Korea - what a change to Japan. A country invaded many times by their neighbours, particularly Japanese ones, a country that was forced to send over 600,000 citizens to Japan during WW11 because Japan was running out of people, a country that is divided in two and had a harrowing past, but what a future. You just feel like Korea has it's affairs in order from the moment you land/dock.
First impressions... Although not many people speak English (usually confined to a few connected to either academic endeavours or the tourist industry), the country has made a big effort to create signs that are in English, you'd think it was a second language. The signs are most common around the tourist areas but just the word toilet is encouraging.
The personality of Korea is what makes such a sound difference between it and our recent experiences in Japan. Where the Japanese seem stiff, reserved and focused, the Koreans are unreserved, flambouyant and casual. This was apparent no more so than around our hotel, the Angel Hotel in Seomyeon. The place was alive from the moment we arrived to the time we departed. Food stalls, shops for fashion, mobile phone shops (my word mobile phone shops - probably over a hundred in the immediate ten streets) shoes, bags, watches. All in glitsy, shiny neon and LED lit shops with way too many people working in each one. Like the Japanese, Koreans are also very slow walkers, their saunter is an American stationery, their walk is an American saunter, which is surprising given how much of an outdoors and active lifestyle many Koreans confess to pursuing.
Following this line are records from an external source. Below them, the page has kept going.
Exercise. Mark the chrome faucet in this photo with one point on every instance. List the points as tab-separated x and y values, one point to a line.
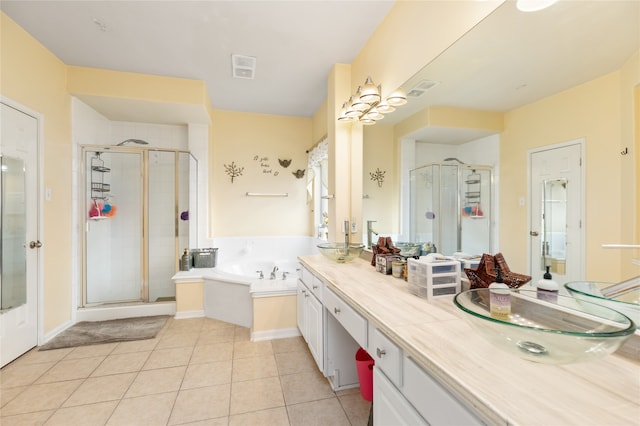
370	232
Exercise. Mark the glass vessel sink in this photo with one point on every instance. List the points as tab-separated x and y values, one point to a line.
628	303
340	252
561	332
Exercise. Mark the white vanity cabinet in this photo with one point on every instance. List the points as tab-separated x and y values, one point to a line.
311	316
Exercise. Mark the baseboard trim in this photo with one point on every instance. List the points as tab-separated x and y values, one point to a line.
189	314
281	333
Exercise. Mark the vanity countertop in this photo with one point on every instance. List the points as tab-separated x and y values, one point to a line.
499	387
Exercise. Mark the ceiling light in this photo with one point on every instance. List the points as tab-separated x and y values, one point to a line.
367	107
533	5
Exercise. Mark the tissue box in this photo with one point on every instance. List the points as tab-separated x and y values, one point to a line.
383	262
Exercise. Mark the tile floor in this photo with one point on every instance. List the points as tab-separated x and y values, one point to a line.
196	371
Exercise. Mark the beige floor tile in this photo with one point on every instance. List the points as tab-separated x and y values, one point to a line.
254	368
208	374
201	404
83	415
247	349
156	381
8	394
47	396
71	369
220	335
101	389
147	410
18	374
212	352
272	417
356	408
291	344
242	334
122	363
91	351
135	346
304	387
29	419
177	340
36	356
318	413
255	395
295	362
165	358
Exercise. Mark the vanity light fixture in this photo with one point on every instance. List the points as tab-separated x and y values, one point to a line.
367	106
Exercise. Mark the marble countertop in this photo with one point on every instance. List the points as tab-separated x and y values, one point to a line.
499	387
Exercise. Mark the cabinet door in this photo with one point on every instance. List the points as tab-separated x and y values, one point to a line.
301	310
315	329
389	406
In Busan this is easy too, with over 70% of Korea's relief being mountainous trail crossed terrain, Busan is flanked on two sides by mountains, and the other other two by ocean. The hikes around the immediate area are super accessible and well maintained. Rin and I were both surprised when heading up to the North Gate of Geumjeong Fortress to see a well contructed building with male and female latrines as well as more arduous parts of the path being traversed by well contructed timber steps that would contend well with any highend decking I've seen. More about that later.
Backing up to the Angel Hotel, we did find one less than remarkable fact. It appears that the Angel Hotel is reknowned as a Romantic Hotel....where "romantic" far from the ideal of cupid, is given more to a place where young couples can "be romantic". Fortunately, it did mean that every cabbie in the city knew exactly where it was! Still, it was in a fantastic location, well provisioned, appropriately priced and had a computer in the room so internet access, after the drought of Japan, was available (though slow).
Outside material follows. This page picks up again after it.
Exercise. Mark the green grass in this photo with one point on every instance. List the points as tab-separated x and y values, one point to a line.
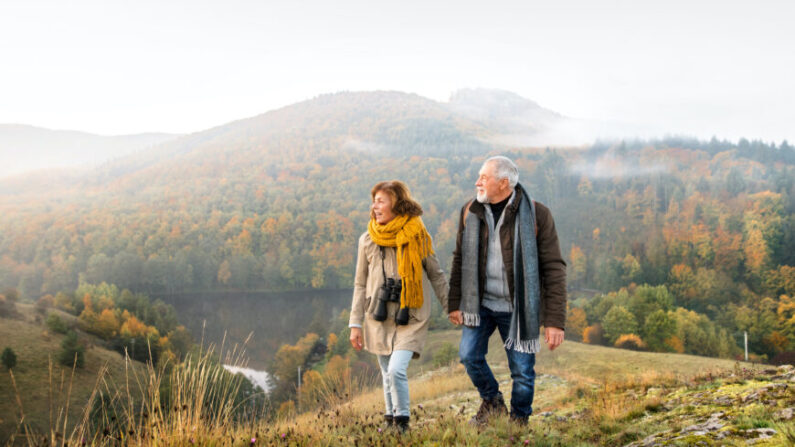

Food is another area worthy of a good mention. We had a number of "experiences" as we were referring to them now. Our first encounter with Korean cuisine was American Korean fusion....or, rice, salad, chicken and Korean buffalo sauce, all served together in one giant bowl. It was actually very tasty if not just a little odd. The wallpaper in the restaurant was also US oriented, with snippets of information about eating fast at lunch, diverse cuisine as a result of immigration and buffalo sauce being the best thing since the invention of the wheel.
Later in the evening we ended up going to a local Korean BBQ joint. If you've not been to one before, and we hadn't, then you need to carefully observe the other diners. There is a lot going on.
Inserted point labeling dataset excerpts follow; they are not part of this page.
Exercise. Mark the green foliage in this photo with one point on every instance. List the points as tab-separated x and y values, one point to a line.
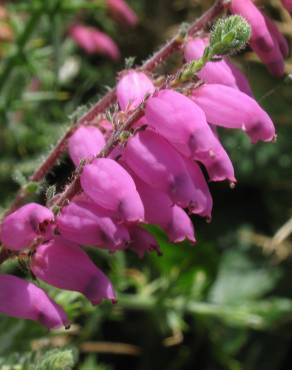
222	304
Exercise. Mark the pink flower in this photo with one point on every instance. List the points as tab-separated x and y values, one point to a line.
159	210
142	242
204	198
21	299
121	11
132	88
94	41
288	5
20	228
157	163
85	223
221	72
263	40
231	108
184	124
111	187
85	143
66	266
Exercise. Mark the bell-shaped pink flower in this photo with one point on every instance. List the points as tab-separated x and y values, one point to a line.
158	164
85	143
66	266
288	5
262	40
204	198
94	41
22	299
160	210
221	72
142	242
132	89
231	108
184	124
85	223
110	186
20	228
121	11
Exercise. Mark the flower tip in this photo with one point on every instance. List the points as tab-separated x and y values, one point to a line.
209	219
232	184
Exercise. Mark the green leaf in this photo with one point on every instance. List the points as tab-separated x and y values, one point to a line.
57	359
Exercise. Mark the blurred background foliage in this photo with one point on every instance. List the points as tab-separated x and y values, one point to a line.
224	304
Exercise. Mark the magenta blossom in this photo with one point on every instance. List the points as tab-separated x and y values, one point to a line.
132	89
157	163
85	223
221	72
85	143
288	5
231	108
184	124
65	265
142	242
111	187
94	41
22	299
20	228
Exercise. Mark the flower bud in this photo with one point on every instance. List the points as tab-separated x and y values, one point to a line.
229	35
21	299
20	228
66	266
94	41
220	72
262	41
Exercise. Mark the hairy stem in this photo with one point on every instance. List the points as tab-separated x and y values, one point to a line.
148	66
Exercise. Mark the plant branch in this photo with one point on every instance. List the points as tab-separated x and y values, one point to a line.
148	66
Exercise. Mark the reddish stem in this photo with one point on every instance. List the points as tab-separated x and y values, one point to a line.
74	187
159	57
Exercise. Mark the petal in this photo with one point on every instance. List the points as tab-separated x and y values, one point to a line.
159	210
85	223
142	242
231	108
66	266
111	187
21	299
21	227
157	163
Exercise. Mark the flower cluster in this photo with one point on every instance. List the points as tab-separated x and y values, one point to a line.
154	176
93	41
First of all, they present you with a menu, on the menu are pictures of raw meat, some seasoned, some marinated and some as they come. They then have a price. The price indicated that you'd have a handsome meal for around $20, however we failed to acknowledge that the price was for not the plate in the picture, but for a gram amount of the plate in the picture. So for some pork pieces, you're looking at about $10-$20....now it's not looking like such good value (we've recognised that meat in general is expensive). Before we'd even picked the meat our table was filled with other stuff that I would recognise but could not tell you the name of, with the exception of Kimchi...which was fabulous. Some of the dishes were simply sauces for dipping the meat into, others were salads, there appeared to be a main dish that they would top up, comprised mainly of sping onion, garlic, sesame seeds and chillis...also delicious. The meal, while more expensive than many of the other options, was good to try, and as I mentioned, it was an "experience".
After the BBQ we headed to another Korea only enterprises, called an Ice Bar. Essentially troughs or a bar area around which you would sit, but instead of a barman serving you drinks, you're given a bottle opener and just help yourself. To keep tabs on the bill a busboy equivalent hurtles around at great speed adding a tally of the bottles to your bill (ok his speed may have been a result of consumption speed), which is posted on the table before you. The beer selection is supplemented (actually, probably outweighed) by the alco pop selectin with pretty much any flavour you can imagine from a variety of different regions. Oz and New Zealand beverages featured heavily, indicative of their tourist numbers. There was Bud, that well known Belgian beer, a bottle or two of Sam Adams (selling for $9), then a good few German brews but not the good ones. Heiniken....not a sign of any Labatt Blue Lime light, a favourite of ours....and very few UK brews. Guinness was there but again, unfortunately pricey. We opted for the domestic beers, in part because of price, about 4,000 Won as opposed to 8-9000 for the imports, but also because it was pretty good...and besides, when else are going to get to drink it?